Researcher determines why bloom is off the rose

(Edmonton) Spring is hailed as the season of rebirth, but if it comes too early, it can threaten the plants it is meant to welcome.

A University of Alberta study shows that climate change over the past 70 years appears to have pushed some of the province's native wildflowers and trees into earlier blooming times, making them more vulnerable to damaging frosts, and ultimately, threatening reproduction.

U of A PhD candidate Elisabeth Beaubien and her supervisor, professor Andreas Hamann, of the Department of Renewable Resources, studied the life cycle of central Alberta spring blooms, spanning 1936 to 2006, evaluating climate trends and the corresponding changes in bloom times for seven plant species.

Using thermal time models, the researchers found that the bloom dates for early spring species such as prairie crocus flowers and trembling aspen trees had advanced by two weeks over the stretch of seven decades, with later-blooming species such as saskatoon and chokecherry bushes being pushed ahead by up to six days. The average winter monthly temperature increased considerably over 70 years, with the greatest change noted in February, which warmed by 5.3 degrees Celsius.

"Increasing exposure to frost means a gradual loss of ability for a plant species to survive where they are growing," Beaubien said. "Loss of flowers means no seeds are produced, and with climate warming and shifts in vegetation zones, we will need abundant seed production so that plants can reproduce, and with help from wind-borne seeds, can find more suitable habitats."

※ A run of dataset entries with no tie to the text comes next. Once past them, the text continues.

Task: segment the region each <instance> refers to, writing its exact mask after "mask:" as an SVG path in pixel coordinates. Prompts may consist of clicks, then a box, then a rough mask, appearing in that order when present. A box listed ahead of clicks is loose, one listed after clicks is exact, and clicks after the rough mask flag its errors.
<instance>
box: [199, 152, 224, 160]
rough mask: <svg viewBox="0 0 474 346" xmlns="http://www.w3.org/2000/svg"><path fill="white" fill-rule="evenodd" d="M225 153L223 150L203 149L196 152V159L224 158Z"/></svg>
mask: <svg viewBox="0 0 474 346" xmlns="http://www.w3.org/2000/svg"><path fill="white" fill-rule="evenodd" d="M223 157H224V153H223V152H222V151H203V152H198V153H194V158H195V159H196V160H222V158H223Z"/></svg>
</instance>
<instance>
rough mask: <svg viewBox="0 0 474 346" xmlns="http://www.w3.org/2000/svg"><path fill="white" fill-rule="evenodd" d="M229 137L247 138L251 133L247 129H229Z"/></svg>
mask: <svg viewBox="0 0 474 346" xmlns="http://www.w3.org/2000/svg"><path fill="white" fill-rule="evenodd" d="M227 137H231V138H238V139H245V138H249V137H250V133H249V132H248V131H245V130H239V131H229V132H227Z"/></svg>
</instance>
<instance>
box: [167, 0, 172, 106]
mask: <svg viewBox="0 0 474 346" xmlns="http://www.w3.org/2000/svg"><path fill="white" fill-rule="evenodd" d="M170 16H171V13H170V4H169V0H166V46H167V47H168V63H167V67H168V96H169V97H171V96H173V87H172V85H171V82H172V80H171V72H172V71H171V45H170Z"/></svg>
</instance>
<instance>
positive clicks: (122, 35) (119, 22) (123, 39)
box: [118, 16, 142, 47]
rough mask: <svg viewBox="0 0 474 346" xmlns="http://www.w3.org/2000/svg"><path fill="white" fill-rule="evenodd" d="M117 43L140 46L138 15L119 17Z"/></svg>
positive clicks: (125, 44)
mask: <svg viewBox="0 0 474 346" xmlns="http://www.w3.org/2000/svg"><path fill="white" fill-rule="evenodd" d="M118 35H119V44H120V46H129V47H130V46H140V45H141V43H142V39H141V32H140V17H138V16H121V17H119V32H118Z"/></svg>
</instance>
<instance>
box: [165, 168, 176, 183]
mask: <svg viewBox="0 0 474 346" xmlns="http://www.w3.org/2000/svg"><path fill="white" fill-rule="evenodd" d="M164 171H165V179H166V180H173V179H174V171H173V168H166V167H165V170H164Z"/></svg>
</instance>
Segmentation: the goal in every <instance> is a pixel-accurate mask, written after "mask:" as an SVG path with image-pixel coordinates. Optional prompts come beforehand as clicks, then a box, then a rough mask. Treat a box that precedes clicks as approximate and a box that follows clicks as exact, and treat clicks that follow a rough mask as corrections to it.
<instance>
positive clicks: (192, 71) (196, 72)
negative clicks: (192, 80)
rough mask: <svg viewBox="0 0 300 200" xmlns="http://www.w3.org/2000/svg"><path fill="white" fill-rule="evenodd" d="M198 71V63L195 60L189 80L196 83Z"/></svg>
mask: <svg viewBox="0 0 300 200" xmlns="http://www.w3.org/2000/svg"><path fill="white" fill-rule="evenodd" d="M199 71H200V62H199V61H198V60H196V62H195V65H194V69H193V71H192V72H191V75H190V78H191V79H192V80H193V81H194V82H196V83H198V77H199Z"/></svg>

The study, funded by grants from NSERC and Alberta Ingenuity, appears in the July issue of Bioscience.

In gathering their data, Beaubien and Hamann built on a network of information about phenology-the study of the timing of life cycle events-that was started in 1936 by the federal agriculture department and has since been supplemented by the collaborative efforts of university biologists, government researchers and more than 650 volunteers from the general public.